The generation of communal identities

Thursday 21 December 2023

Nissan, Elizabeth and Stirrat, R.L. In Sri Lanka: History and the roots of conflict, edited by Jonathan Spencer, 19-44. London:Routledge, 1990.

This book chapter, written by Elizabeth Nissan and R.L. Stirrat, is part of the book ‘Sri Lanka: History and the roots of conflict’, edited by Jonathan Spencer, and looks at the role the past plays in shaping and influencing the recent Civil War in the country. Nissan and Stirrat’s chapter looks at the formation of communal identities since the pre-colonial period and how different understandings of the past have come to be through modern political identities. They question how contemporary historical debates on the dominant ethnic group presupposes an established distinction between ‘Tamil’ and ‘Sinhala’ racial groups. Instead, Nissan and Stirrat emphasise that such a partisan reading of ancient Sri lanka is inaccurate, pointing to anomalies in the pre-colonial state which evidence Sinhala-Tamil communal violence as originating from after Independence, and that differences of language, custom and religion in between the two groups was reinvented and imposed teleologically by the modern state.

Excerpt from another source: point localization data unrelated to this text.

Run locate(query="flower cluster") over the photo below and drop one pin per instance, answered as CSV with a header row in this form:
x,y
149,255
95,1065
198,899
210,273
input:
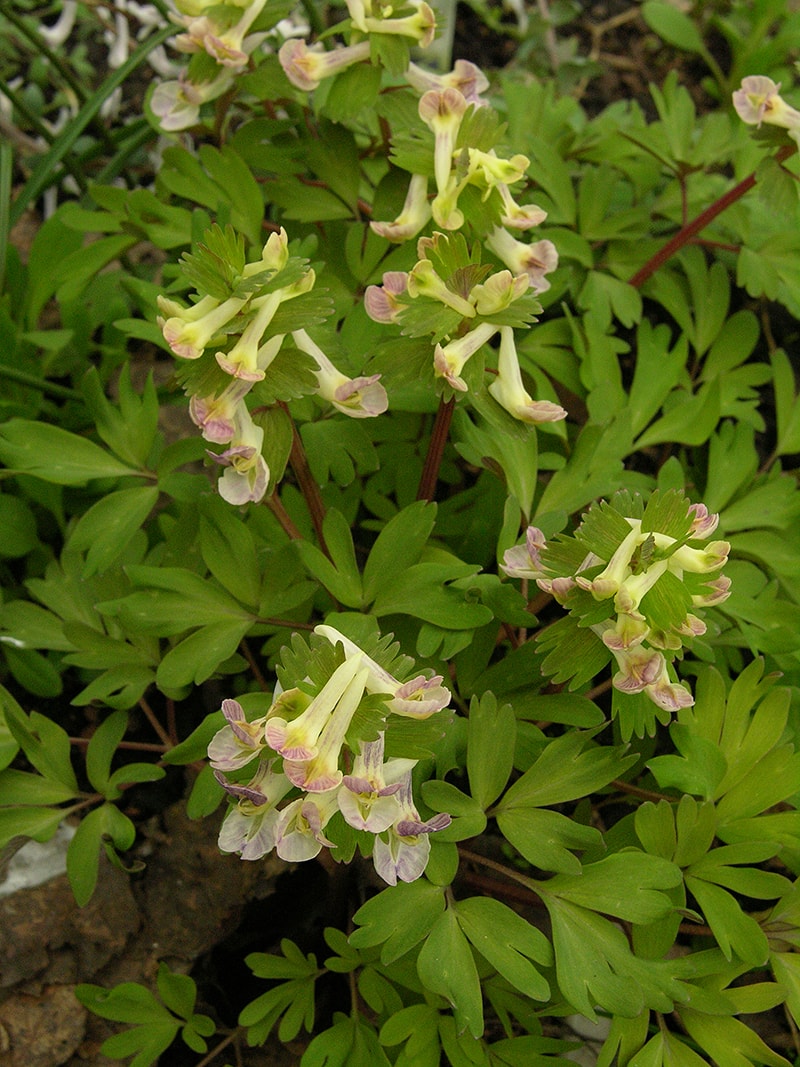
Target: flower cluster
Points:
x,y
219,35
635,587
233,336
307,774
413,21
758,101
473,306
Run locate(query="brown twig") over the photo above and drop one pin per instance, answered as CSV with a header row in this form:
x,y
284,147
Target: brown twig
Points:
x,y
685,235
435,450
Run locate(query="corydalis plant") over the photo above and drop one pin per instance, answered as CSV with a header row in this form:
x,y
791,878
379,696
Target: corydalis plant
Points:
x,y
230,336
322,777
632,578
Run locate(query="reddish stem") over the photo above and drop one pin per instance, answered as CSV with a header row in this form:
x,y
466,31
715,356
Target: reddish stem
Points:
x,y
687,233
435,450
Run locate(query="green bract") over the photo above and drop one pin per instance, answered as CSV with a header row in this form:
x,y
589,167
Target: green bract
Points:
x,y
403,457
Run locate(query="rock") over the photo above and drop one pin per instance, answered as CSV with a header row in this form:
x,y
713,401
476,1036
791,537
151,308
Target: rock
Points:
x,y
42,1030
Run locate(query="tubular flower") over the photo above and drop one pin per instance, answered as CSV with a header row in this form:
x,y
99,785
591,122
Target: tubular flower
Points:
x,y
404,853
306,67
321,773
239,742
415,213
230,46
251,827
189,333
381,301
516,216
214,415
357,397
246,475
418,699
442,111
177,104
425,282
758,101
448,362
367,798
420,26
536,260
510,393
465,77
298,738
299,830
525,560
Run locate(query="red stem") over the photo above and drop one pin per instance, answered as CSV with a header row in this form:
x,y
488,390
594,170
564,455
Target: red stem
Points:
x,y
435,450
692,228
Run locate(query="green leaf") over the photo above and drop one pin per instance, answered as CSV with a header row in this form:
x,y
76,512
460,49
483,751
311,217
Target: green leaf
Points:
x,y
446,966
29,822
44,743
339,574
625,885
508,942
56,455
730,1041
18,534
566,769
108,526
398,546
178,991
491,741
398,919
194,659
101,748
545,838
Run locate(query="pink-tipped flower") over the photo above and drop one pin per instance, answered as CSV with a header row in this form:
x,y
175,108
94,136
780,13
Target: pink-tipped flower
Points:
x,y
525,560
704,523
719,590
465,77
404,853
509,392
246,476
306,67
321,773
298,737
442,111
250,828
239,742
356,397
382,302
609,580
418,699
536,260
415,213
425,282
498,292
518,216
367,798
216,415
299,831
177,104
639,667
758,101
450,360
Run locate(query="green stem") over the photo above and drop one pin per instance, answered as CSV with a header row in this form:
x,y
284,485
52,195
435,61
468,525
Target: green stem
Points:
x,y
435,450
5,172
687,233
37,383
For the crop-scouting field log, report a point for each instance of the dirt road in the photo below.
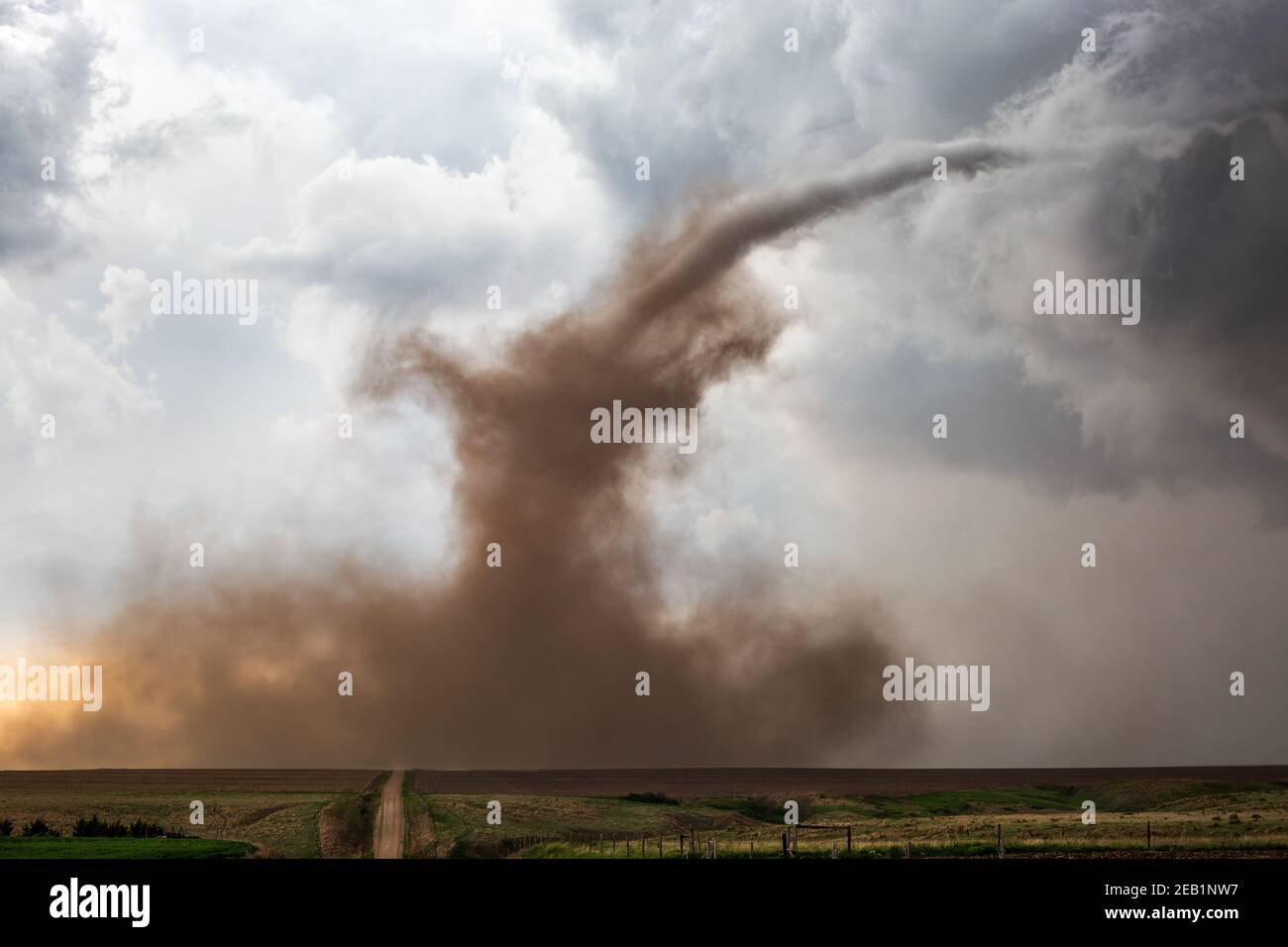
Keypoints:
(387, 841)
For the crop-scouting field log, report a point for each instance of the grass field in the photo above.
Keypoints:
(1141, 818)
(877, 813)
(46, 847)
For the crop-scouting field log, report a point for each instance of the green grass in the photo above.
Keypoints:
(48, 847)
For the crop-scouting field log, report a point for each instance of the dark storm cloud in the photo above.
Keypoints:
(535, 663)
(44, 105)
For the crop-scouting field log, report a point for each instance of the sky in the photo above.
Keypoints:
(455, 254)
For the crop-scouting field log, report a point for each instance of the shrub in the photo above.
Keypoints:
(655, 797)
(35, 827)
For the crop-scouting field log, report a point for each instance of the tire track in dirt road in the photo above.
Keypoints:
(389, 818)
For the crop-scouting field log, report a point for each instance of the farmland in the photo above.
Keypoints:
(1134, 817)
(275, 813)
(1181, 812)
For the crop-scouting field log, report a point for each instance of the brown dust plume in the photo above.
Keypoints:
(532, 664)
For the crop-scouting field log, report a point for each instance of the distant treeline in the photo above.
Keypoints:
(93, 827)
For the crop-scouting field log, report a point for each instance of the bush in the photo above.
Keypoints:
(97, 828)
(772, 809)
(655, 797)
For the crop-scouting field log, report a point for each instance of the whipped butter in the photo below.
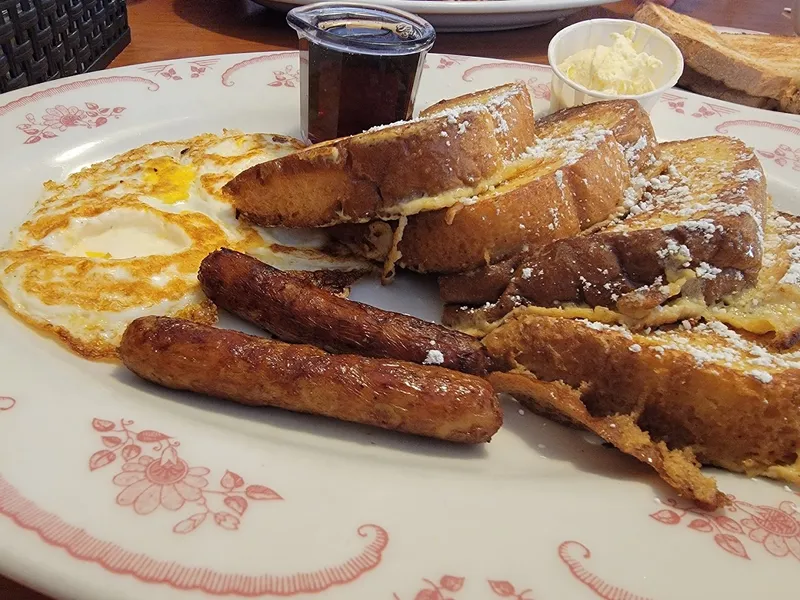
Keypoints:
(616, 69)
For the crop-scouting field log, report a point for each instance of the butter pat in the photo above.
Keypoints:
(617, 69)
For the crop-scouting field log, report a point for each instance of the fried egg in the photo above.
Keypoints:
(124, 238)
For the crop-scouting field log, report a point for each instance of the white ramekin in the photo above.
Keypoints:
(594, 32)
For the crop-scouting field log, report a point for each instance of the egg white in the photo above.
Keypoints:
(124, 238)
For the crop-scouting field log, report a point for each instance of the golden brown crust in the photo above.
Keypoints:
(296, 311)
(708, 86)
(725, 398)
(545, 204)
(515, 125)
(678, 468)
(709, 215)
(385, 173)
(390, 394)
(711, 54)
(484, 284)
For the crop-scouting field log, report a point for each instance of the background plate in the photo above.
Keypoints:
(473, 15)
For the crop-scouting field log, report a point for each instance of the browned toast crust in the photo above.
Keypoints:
(701, 228)
(581, 175)
(725, 397)
(560, 402)
(389, 171)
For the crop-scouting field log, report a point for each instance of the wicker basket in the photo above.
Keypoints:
(42, 40)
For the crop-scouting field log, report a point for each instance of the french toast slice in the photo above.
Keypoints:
(758, 66)
(696, 237)
(585, 159)
(771, 308)
(454, 152)
(726, 398)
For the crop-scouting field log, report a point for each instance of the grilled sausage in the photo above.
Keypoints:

Nissan and Stirrat then explore why politics in Sri Lanka currently has come to be dominated by violence between groups differentiated by racial and linguistic traits and how these groups came to be polarised, and point to colonial rule as setting these processes into motion. They look at imported Western values such as the unitary bureaucratic structure, British understandings of ‘race’ and their ‘civilising mission’, and the developments of state education and mass media as creating an environment for the creation of the two separate and opposing communal groups. By highlighting the different understandings of the two groups pre-modern and modern state, Nissan and Stirrat emphasise the importance of viewing perceived continuities in their historical context. Their analysis underscores the critical need for reevaluating prevailing historical narratives and the malleability of these narratives to foster efforts towards a more nuanced and inclusive understanding of conflict for a more sustainable peace.